In ihrem letzten Bericht von Oktober 2002 empfahl die Kommission bereits Strafmaßnahmen gegen 29 Unternehmen und listete 85 Firmen auf, die im Kongo die OECD-Richtlinien für die Tätigkeit multinationaler Unternehmen verletzten. Zu den 85 gehören fünf Firmen aus Deutschland, die sämtlich in den Handel oder die Verarbeitung von Coltan verwickelt sind – ein im Ostkongo vorkommender Rohstoff, der unter anderem bei der Herstellung von Mobiltelefonen und Computerbauteilen eingesetzt wird. Es waren die Chemiegruppe Bayer und deren Tochter H. C. Starck sowie die Mineralienhandelsfirmen KHA International, Masingiro und SLC.

H. C. Starck, nach Angaben aus dem Kongo zeitweise der größte Abnehmer kongolesischen Coltans, hat die Vorwürfe der UNO zurückgewiesen und erklärt, es habe mit Zentralafrika nichts mehr zu tun. So sieht es sich auch nicht als mögliche Zielscheibe strafrechtlicher Ermittlungen. „Ich kann mir nicht vorstellen, dass wir davon betroffen sind“, sagte Firmensprecher Manfred Bütefisch der taz.

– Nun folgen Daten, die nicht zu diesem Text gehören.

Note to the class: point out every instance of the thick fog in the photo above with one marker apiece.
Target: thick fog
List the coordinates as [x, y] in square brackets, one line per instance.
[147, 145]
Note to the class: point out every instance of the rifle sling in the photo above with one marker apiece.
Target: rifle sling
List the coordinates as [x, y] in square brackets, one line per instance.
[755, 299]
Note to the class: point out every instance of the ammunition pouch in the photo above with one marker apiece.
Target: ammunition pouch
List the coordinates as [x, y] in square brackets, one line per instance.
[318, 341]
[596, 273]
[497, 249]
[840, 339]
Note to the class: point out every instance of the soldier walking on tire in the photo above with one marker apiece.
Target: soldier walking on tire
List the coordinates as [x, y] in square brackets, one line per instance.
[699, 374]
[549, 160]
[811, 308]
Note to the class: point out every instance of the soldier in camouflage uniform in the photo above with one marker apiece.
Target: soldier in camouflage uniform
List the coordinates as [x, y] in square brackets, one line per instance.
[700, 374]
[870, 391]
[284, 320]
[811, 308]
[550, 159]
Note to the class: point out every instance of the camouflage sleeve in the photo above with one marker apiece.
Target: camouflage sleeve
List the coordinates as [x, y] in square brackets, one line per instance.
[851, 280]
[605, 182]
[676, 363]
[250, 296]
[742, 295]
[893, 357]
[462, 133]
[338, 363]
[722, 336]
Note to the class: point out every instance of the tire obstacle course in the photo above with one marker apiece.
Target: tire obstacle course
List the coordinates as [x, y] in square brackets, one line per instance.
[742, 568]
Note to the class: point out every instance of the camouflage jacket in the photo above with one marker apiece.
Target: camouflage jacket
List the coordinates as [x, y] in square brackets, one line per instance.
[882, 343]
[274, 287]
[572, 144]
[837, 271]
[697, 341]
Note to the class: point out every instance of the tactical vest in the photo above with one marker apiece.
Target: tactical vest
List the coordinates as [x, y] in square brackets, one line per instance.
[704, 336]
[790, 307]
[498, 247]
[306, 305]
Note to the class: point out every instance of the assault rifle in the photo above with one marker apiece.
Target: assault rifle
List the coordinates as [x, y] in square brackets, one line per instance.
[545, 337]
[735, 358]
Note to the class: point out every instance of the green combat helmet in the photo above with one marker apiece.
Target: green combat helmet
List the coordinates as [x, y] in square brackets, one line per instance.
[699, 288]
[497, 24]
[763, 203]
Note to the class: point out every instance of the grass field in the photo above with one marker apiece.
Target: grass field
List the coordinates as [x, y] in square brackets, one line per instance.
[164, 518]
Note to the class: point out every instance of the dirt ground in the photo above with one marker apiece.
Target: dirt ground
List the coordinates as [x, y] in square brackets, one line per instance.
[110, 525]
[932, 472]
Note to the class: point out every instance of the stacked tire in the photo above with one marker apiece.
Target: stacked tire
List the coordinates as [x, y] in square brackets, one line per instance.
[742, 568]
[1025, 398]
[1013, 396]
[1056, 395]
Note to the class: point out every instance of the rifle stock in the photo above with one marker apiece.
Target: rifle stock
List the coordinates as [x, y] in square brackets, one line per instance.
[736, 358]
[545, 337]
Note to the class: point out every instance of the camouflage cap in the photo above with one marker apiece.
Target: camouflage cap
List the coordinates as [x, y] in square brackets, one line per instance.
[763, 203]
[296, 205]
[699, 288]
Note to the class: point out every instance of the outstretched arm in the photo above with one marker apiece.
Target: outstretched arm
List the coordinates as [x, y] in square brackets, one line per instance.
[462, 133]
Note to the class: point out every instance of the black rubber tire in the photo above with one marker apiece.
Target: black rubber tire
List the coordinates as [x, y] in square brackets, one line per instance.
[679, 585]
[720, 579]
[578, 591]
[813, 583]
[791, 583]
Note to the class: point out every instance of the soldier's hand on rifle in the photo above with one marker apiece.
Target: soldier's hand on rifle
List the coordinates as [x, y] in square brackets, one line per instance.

Eher noch könnte Ocampos Ankündigung Auswirkungen in Belgien haben, zumal Belgiens früherer Generalstaatsanwalt Serge Brammertz jetzt Stellvertreter Ocampos am Internationalen Strafgerichtshof ist und die Kongo-Ermittlung leiten soll. Die belgische Justiz geht bereits gegen mehrere Kongo-Geschäftsleute vor. So wurde im November 2002 Zulfakarim Panju aus dem ostkongolesischen Bukavu an Flughafen Brüssel mit 50 Kilogramm Gold im Gepäck verhaftet. Seine belgischen Konten wurden ebenso beschlagnahmt wie die des Belgiers Jacques van den Abeele, dessen Firma Cogecom Coltan aus dem Ostkongo gekauft hat. Mit ihren Zahlungen, so Belgiens Polizei, hätten die beiden Geschäftsleute Waffenkäufe durch Kongos Rebellen finanziert.

Über Prozesse gegen Panju und Abeele will Belgiens Justiz erst entscheiden, wenn die UN-Kommission ihre Arbeit abgeschlossen hat. Aber Ocampos Mahnung könnte den Entscheidungsprozess beschleunigen. Nächste Woche will er per Brief die betroffenen Regierungen zur Mitarbeit auffordern. Formelle Ermittlungen könnten dann im Oktober beginnen.